Extractor API

The Extractor API defines the interfaces that are used to extract all the entities of the CP. All extractors should implement the interface defined below:

  • The init method is invoked to initialize the connections to a specified data source. It also loads all the entity configurations from the metadata files to the CP folder. The endpoint argument defines the necessary information to connect to the data source.
  • The checkConnection method is called to check whether the connection to the data source can be established or not.
  • The extract method is responsible for doing the actual extraction work for all the entities. The entities can be extracted in sequence or in parallel, depending on the implementation of the extractors. The status is returned once the task is finished or failed.
  • The abort method supports the abort extraction functionality during the extraction.
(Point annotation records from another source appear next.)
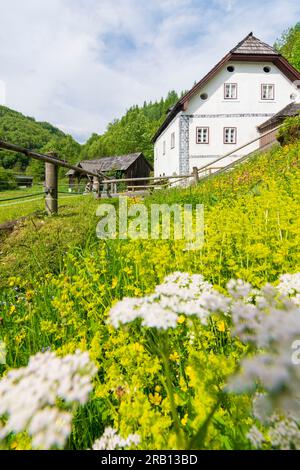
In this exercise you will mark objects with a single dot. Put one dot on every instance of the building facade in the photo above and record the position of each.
(223, 111)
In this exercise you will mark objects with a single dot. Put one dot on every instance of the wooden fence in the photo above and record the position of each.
(109, 185)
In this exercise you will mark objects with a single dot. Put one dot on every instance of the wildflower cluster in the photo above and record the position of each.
(111, 440)
(180, 293)
(29, 396)
(269, 322)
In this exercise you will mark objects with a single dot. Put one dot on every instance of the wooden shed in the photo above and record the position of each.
(133, 165)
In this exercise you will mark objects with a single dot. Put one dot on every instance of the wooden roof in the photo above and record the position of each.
(292, 109)
(252, 45)
(250, 49)
(105, 164)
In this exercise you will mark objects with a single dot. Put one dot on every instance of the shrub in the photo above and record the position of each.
(289, 133)
(7, 180)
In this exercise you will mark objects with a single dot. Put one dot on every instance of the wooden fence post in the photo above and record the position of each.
(51, 186)
(196, 175)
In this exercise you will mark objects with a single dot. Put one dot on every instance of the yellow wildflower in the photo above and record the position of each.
(221, 326)
(12, 309)
(184, 420)
(174, 357)
(29, 295)
(155, 399)
(181, 319)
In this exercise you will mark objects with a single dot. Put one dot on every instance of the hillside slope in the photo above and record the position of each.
(59, 283)
(252, 227)
(40, 136)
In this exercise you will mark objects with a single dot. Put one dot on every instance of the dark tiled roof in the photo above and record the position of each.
(252, 45)
(290, 110)
(120, 162)
(250, 48)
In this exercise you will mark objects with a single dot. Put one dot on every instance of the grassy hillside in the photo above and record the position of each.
(40, 136)
(59, 283)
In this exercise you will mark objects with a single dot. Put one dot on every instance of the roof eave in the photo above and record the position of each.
(283, 65)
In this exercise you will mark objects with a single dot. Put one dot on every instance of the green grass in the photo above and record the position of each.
(59, 281)
(13, 207)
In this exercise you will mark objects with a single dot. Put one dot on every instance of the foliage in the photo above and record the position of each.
(289, 132)
(33, 135)
(289, 45)
(7, 180)
(132, 133)
(60, 282)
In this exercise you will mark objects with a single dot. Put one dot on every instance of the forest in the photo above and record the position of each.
(131, 133)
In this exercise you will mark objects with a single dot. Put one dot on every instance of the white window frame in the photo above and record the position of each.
(202, 135)
(267, 91)
(230, 91)
(173, 140)
(230, 135)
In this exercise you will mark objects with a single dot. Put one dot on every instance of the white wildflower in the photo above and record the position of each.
(112, 441)
(285, 434)
(180, 293)
(271, 324)
(255, 437)
(238, 288)
(28, 395)
(289, 285)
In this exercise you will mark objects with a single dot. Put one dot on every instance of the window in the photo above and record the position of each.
(267, 92)
(230, 91)
(202, 135)
(230, 135)
(173, 140)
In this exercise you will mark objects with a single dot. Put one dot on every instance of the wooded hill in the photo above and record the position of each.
(132, 133)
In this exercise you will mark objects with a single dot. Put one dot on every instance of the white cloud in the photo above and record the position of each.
(81, 63)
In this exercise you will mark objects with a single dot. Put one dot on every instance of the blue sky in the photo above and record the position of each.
(81, 63)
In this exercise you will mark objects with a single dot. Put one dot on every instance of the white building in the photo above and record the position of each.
(221, 112)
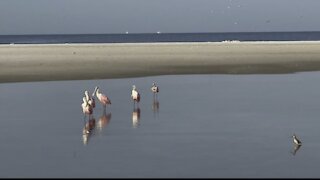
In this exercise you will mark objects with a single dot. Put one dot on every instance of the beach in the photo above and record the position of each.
(48, 62)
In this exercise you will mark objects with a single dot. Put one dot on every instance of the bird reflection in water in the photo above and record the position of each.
(136, 117)
(88, 129)
(155, 105)
(296, 147)
(103, 120)
(296, 144)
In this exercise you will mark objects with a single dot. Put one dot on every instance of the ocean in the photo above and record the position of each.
(159, 37)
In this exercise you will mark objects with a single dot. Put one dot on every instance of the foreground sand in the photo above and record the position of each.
(45, 62)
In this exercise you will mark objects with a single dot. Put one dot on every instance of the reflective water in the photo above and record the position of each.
(197, 126)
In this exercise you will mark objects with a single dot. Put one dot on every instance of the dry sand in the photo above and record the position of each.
(45, 62)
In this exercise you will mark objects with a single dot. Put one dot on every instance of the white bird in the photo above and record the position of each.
(135, 95)
(104, 99)
(296, 140)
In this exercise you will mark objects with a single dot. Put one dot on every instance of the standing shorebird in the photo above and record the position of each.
(154, 88)
(86, 107)
(104, 99)
(89, 99)
(296, 140)
(135, 95)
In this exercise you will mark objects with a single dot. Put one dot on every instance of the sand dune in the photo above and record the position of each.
(46, 62)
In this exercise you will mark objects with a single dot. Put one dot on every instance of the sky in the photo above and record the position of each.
(151, 16)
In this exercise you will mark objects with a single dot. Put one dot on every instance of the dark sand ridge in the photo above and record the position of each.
(47, 62)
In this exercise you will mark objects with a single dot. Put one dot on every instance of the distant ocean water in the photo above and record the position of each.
(159, 37)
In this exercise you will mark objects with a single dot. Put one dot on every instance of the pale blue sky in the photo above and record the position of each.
(150, 16)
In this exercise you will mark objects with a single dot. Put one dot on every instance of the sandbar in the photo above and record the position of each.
(51, 62)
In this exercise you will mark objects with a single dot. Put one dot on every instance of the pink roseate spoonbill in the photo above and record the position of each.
(135, 95)
(296, 141)
(104, 99)
(154, 88)
(90, 100)
(86, 108)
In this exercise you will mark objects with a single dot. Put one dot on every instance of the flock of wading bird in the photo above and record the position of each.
(89, 104)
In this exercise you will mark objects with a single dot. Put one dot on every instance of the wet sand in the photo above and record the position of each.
(46, 62)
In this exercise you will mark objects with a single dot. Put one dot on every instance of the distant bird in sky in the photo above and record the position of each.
(104, 99)
(135, 95)
(296, 140)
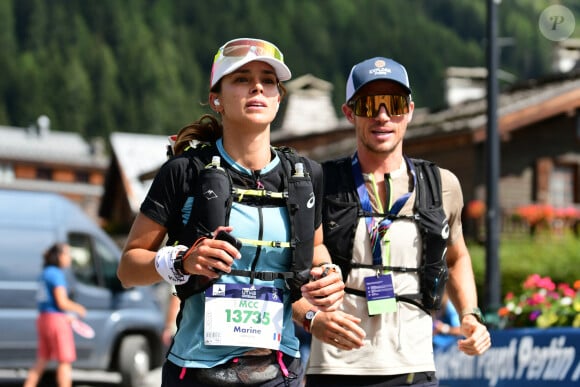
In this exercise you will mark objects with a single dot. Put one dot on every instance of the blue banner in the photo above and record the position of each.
(517, 357)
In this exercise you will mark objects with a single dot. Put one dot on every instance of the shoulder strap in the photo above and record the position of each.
(428, 184)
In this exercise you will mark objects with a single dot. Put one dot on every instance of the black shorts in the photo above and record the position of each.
(419, 379)
(175, 376)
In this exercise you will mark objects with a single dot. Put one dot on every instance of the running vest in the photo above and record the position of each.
(214, 194)
(341, 213)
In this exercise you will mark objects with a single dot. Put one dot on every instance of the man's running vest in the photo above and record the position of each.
(214, 194)
(342, 211)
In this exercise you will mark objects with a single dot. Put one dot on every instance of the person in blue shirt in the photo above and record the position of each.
(237, 327)
(55, 335)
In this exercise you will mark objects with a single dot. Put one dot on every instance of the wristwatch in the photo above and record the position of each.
(474, 311)
(308, 317)
(178, 263)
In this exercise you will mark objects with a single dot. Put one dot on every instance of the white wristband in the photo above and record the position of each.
(164, 265)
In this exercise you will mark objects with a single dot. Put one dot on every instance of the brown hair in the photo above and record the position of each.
(52, 254)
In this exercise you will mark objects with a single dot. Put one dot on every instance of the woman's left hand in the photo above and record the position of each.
(325, 291)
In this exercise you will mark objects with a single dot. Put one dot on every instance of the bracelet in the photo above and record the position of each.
(328, 267)
(165, 265)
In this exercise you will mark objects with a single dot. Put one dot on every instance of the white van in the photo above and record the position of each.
(128, 323)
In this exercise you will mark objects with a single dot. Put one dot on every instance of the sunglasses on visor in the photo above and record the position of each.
(242, 47)
(369, 105)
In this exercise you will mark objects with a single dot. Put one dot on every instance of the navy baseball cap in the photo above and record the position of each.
(375, 69)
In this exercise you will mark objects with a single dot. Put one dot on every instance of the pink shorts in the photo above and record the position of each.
(55, 338)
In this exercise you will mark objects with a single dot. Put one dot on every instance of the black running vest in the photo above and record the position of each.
(342, 211)
(213, 197)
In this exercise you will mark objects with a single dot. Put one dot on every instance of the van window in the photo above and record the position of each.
(93, 262)
(83, 264)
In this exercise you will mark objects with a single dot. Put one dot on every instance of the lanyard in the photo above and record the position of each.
(378, 230)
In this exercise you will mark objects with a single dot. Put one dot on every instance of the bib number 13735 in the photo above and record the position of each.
(243, 315)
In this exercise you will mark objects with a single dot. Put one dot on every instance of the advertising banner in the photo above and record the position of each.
(518, 357)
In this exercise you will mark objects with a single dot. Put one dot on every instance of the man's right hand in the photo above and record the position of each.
(339, 329)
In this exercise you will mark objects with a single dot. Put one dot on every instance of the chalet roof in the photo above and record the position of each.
(137, 154)
(37, 145)
(526, 103)
(308, 109)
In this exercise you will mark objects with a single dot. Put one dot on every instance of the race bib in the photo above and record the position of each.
(243, 315)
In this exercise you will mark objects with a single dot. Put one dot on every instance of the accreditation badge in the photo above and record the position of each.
(243, 315)
(380, 294)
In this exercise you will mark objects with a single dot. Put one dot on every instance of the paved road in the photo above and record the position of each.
(12, 378)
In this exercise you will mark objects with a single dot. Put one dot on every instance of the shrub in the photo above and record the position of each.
(542, 303)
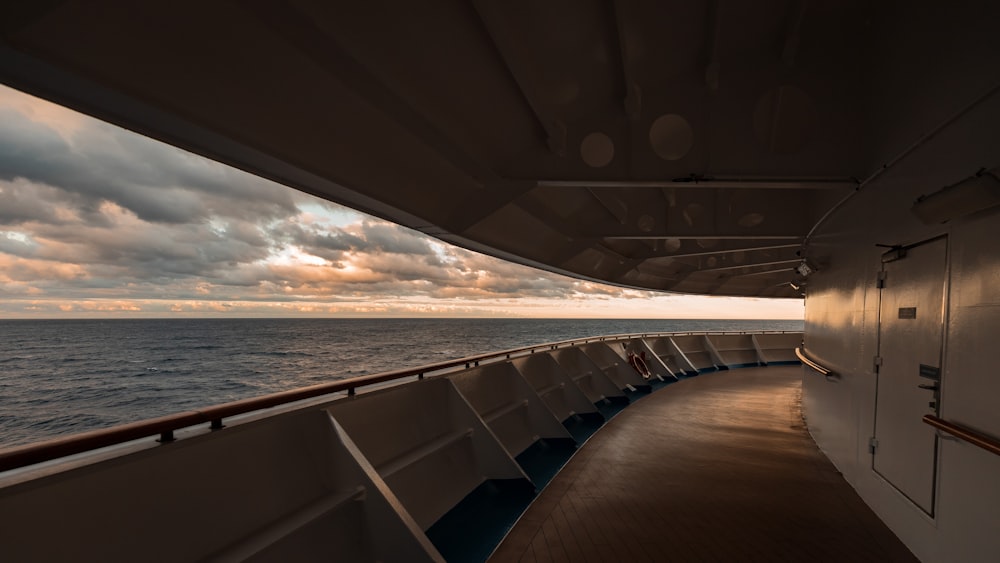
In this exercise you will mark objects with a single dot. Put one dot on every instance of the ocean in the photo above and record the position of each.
(60, 377)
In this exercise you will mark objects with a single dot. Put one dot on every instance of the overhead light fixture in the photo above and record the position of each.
(805, 269)
(972, 194)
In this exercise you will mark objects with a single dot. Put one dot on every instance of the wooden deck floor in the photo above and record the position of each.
(715, 468)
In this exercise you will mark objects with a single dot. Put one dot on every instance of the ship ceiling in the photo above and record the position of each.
(679, 146)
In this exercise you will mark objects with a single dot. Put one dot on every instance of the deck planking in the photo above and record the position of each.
(719, 467)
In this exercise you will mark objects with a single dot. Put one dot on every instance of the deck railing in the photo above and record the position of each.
(971, 436)
(55, 448)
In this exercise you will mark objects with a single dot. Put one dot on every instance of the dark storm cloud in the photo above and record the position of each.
(99, 163)
(90, 211)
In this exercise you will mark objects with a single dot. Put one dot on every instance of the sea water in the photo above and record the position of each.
(66, 376)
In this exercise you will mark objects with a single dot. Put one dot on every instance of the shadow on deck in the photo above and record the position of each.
(718, 467)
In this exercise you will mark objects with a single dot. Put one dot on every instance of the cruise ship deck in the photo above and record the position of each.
(717, 467)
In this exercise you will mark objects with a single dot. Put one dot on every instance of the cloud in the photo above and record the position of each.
(95, 220)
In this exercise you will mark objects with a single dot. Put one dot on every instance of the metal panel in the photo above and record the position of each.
(910, 342)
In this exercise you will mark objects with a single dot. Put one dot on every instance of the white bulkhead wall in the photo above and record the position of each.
(842, 332)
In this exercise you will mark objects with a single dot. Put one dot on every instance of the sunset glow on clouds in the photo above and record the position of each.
(96, 221)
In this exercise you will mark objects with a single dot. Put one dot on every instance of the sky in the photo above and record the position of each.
(96, 221)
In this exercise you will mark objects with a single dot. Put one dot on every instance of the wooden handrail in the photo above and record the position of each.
(62, 446)
(989, 444)
(801, 353)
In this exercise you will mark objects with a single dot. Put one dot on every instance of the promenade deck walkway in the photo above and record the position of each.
(718, 467)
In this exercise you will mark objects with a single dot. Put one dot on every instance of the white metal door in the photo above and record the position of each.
(910, 341)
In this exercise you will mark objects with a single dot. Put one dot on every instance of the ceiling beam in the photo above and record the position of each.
(798, 183)
(302, 33)
(555, 131)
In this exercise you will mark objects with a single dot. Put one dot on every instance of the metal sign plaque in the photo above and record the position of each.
(930, 372)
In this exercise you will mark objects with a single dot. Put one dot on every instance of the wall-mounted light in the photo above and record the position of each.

If the execution was aborted, it returns true; otherwise, it returns false.

The BaseExtractor implements the IExtractor interface and handles all the common tasks for all extractors, such as initializing the extractor, loading the extraction model and source models, loading the settings for each extractor, handling the status persistence and so on. So that it is recommended to implement customized extractors based on the BaseExtractor.

Generally, all the extractors that extends BaseExtractor should overwrite the following methods:

1. getPlatformVersion()
2. checkConnection()throws ExtractorException
3. doExtract(String batchId, Map<String,String> lastModifiedMap, List<DcsEntity> entities) throws ExtractorException, InterrruptedException

The getPlatformVersion method is used to indicate which platform the current extractor is targeted to be based on. The version number should have 3 parts: <major version>, <minor version> and <patch version>. For ITBA 10.10, the platform version is 10.10.0.

The checkConnection and the doExtract methods are the most important methods that you must implement:

  • The checkConnection is used to test the connection when adding new data sources.
  • The doExtractextracts the data when you click the start ETL or ETL is triggered by the scheduler.

Every check connection or data extraction is a separate process and cannot have an impact on other processes. This means that you cannot share the fields for different batches of extractor execution. For example, if you want to count the times of execution in your extractor, you must defined\ a non-static field named count and increase it in the doExtract method. You cannot get the correct result because for each extraction, a new extractor class instance is created and the count value is always 0 at the beginning.

The extractor class is dynamically loaded by the DCS framework. So that you can easily replace the extractor .JAR file to make your changes work immediately in the next batch execution.